928 Sample & Hold


Moog 928 (Moog Archives)

Introduction In August 2020 I bought a set of Behringer System 55 modules, as my first journey into Moog modular. My plan is to recreate the Klaus Schulze IIIP synthesizer and Dual Sequencer setup that Klaus bought on 22nd December 1975, and used successfully for many years.

Moog 928 The Moog Modular synthesizers were launched in the 1960’s without a sample and hold circuit, and only when ARP popularized this circuit in the 2500 and 2600 did Moog introduce one, around 1975. Klaus Schulze used his ARP Odyssey and 2600 for S&H sounds, which were evident in early albums before his use of sequencers.

The Moog circuit is different to the ARP design, as it uses CMOS analog switches rather that a JFET to sample the input signal. It has two signal inputs for sampling, and two sampled outputs, both at different levels (x1 and X3).
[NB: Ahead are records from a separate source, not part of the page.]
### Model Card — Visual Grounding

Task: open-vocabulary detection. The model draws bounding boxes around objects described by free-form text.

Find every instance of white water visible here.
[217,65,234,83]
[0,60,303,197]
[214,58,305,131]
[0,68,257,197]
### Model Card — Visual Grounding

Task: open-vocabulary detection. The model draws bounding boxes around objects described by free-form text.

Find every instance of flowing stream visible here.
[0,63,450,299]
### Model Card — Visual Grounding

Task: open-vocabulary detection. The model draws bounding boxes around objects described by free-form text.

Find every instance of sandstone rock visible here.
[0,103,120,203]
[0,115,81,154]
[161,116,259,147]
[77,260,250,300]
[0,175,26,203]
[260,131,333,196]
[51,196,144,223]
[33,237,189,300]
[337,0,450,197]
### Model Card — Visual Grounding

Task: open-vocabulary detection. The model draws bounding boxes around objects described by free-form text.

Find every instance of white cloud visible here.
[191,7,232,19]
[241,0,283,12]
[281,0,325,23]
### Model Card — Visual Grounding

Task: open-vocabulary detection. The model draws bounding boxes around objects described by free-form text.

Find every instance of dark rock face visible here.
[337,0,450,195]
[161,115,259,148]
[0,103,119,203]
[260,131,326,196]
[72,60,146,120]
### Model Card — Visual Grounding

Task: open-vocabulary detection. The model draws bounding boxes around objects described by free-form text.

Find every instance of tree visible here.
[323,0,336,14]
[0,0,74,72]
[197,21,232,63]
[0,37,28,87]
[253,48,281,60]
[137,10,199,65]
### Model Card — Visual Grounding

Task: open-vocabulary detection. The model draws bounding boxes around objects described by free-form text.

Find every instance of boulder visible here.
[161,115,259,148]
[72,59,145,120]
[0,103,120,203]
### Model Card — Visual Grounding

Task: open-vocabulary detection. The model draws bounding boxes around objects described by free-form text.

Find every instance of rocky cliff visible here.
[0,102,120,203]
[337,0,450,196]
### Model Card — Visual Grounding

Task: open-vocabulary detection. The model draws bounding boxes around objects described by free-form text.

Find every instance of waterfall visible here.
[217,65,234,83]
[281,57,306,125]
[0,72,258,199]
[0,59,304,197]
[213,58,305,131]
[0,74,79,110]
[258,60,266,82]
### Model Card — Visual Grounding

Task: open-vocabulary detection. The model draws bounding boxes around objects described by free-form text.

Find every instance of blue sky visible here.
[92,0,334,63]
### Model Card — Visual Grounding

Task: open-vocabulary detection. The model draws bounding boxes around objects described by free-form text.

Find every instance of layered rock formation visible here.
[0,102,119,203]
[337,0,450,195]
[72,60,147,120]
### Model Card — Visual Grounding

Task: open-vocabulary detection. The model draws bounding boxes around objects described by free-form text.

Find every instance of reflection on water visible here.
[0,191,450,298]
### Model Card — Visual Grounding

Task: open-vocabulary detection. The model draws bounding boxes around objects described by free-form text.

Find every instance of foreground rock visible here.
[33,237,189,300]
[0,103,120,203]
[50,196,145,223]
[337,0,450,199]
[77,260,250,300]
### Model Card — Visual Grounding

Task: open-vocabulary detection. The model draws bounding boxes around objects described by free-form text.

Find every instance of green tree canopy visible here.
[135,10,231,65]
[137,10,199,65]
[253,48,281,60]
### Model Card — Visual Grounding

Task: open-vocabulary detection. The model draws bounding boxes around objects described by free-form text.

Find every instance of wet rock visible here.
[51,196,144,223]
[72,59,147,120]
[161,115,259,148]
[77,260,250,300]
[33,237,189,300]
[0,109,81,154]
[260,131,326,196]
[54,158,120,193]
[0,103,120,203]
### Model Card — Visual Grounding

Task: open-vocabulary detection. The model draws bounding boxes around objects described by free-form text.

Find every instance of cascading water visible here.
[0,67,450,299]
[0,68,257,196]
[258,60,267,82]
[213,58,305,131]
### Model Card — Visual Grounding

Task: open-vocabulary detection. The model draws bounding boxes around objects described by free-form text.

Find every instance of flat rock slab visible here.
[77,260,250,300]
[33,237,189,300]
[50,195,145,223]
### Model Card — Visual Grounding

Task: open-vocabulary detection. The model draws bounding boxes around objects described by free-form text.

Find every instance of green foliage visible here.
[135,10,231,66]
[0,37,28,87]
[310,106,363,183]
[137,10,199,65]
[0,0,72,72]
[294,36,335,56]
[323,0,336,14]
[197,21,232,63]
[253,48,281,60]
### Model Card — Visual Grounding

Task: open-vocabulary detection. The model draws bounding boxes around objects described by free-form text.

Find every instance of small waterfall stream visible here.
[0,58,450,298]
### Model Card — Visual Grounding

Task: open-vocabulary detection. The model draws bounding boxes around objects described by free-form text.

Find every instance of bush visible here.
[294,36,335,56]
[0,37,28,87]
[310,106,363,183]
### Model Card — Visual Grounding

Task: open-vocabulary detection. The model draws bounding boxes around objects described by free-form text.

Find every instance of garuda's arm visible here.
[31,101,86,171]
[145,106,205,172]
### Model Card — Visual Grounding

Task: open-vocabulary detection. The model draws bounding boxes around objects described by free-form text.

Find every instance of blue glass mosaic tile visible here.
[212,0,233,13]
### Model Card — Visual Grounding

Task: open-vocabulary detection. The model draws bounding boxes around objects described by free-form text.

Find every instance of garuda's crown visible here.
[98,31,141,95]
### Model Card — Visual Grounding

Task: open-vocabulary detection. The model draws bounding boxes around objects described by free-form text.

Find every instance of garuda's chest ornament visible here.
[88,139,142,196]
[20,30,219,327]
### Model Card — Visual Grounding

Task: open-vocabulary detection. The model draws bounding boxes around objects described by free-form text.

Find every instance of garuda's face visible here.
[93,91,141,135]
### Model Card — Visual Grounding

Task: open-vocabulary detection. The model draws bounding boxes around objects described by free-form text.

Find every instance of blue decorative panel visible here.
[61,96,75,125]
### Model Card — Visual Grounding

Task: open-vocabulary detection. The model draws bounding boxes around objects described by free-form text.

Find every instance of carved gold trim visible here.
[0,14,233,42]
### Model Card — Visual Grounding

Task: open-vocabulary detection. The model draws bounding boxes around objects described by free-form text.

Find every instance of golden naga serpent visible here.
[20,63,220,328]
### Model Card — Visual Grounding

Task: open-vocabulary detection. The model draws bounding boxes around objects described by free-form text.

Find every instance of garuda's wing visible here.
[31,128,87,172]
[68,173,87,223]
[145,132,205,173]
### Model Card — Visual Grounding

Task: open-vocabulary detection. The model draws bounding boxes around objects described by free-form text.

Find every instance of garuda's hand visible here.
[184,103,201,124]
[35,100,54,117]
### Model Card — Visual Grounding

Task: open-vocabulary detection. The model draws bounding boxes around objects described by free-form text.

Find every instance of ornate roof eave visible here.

There is a precision low frequency clock that uses an OTA and matched transistor pairs, and you can either use this clock as the sampling source or switch to the V-trigger and S-trigger inputs. The square and triangle outputs of the clock are also available on the front panel.

AMSynths 928

AMSynths 928 I have replicated the original Moog circuit using THD components on two PCB’s, and in the same 8HP panel format that complements the Behringer System 55. The original Moog design uses early FET Op Amps (CA3130) which I have replaced with modern TL072’s.  The power rails have the usual Moog +12V, and -6V but also +9V for the 3130 and it can only cope with a maximum of 16V across the rails, with modern Op  Amps this is not a constraint.

There is quite a lot of circuit to fit onto both the PCB’s and its a tight but achievable in THD. There was no room for me to add a LED circuit but this may make it to production models. Prototype PCB’s were ordered in late October 2020 but caught in the Chinese holidays and didn’t arrive until November.